One of my favorite poets is Tony Hoagland. Hoagland has passed on, but his voice was the first living poet I ever read, and he filled my ears with a world I recognized and understood. Hoagland was also deeply unpretentious in his poetry, and one of my favorite poems of his is called “Lawrence,” where he humorously skewers people who like to take down “the old masters” as sort of an aside or quick, effortless act. I add that poem here to express my grumpiness about the grumpy people who said bad things about meaningful art.
Have a good weekend everyone!
Lawrence
by Tony Hoagland
On two occasions in the past twelve months
I have failed, when someone at a party
spoke of him with a dismissive scorn,
to stand up for D. H. Lawrence,
a man who burned like an acetylene torch
from one end to the other of his life.
These individuals, whose relationship to literature
is approximately that of a tree shredder
to stands of old-growth forest,
these people leaned back in their chairs,
bellies full of dry white wine and the ovum of some foreign fish,
and casually dropped his name
the way pygmies with their little poison spears
strut around the carcass of a fallen elephant.
“O Elephant,” they say,
“you are not so big and brave today!”
It’s a bad day when people speak of their superiors
with a contempt they haven’t earned,
and it’s a sorry thing when certain other people
don’t defend the great dead ones
who have opened up the world before them.
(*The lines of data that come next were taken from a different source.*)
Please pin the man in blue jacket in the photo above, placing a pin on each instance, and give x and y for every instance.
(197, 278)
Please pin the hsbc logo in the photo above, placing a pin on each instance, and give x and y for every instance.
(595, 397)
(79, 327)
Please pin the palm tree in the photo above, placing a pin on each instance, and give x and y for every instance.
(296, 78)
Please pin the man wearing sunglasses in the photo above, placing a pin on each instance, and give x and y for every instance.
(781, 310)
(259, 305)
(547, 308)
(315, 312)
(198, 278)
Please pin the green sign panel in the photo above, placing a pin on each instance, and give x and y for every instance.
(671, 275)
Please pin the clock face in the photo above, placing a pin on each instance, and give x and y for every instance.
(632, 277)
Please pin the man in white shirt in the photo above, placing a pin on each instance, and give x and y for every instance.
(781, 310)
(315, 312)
And though, in the catalogue of my betrayals,
this is a fairly minor entry,
I resolve, if the occasion should recur,
to uncheck my tongue and say, “I love the spectacle
of maggots condescending to a corpse,”
or, “You should be so lucky in your brainy, bloodless life
as to deserve to lift
just one of D. H. Lawrence’s urine samples
to your arid psychobiographic
theory-tainted lips.”
Or maybe I’ll just take the shortcut
between the spirit and the flesh,
and punch someone in the face,
because human beings haven’t come that far
in their effort to subdue the body,
and we still walk around like zombies
in our dying, burning world,
able to do little more
than fight, and fuck, and crow,
something Lawrence wrote about
in such a manner
as to make us seem magnificent.
This one is worth reading twice just to savor lines like "Holy fat frog’s ass already." Love!
So weird, so weird: I listened to your reading of this post and strained—strained! I tell you!—to attach the voice to my "Memories of Chuck" and still—still! I tell you!—could not make the connection. I just don't recognize what I'm hearing as Chuck. Clearly, my problem, but . . . jeez: so weird, so weird. But, my personal disconnects aside, a righteous post: thanks for the Smiley: had not known before, but have to nod in agreement now; and props for touting MOBY DICK, which as you note is one of those novels you have to meet at the right time: it took me more than one try, too, but when it hit: well, holy [expletive] Batman! that's one amazing novel! And yeah, Vive is spot on with her "Love." One quibble (because that's my raison d'être, apparently, quibbling): In Hoagland's poem, what's with that 3-line stanza doing jammed into the middle of a poem of 4-line stanzas? Why did he establish a 4-line stanza convention and then violate it? Just once. I don't get it. If you're going to go to the trouble of establishing a "form" for an otherwise free-verse poem, why not follow through all the way? [Hoagland is not the only poet who did/does shit like this, but it really, really bugs me when anyone does it, y'know?]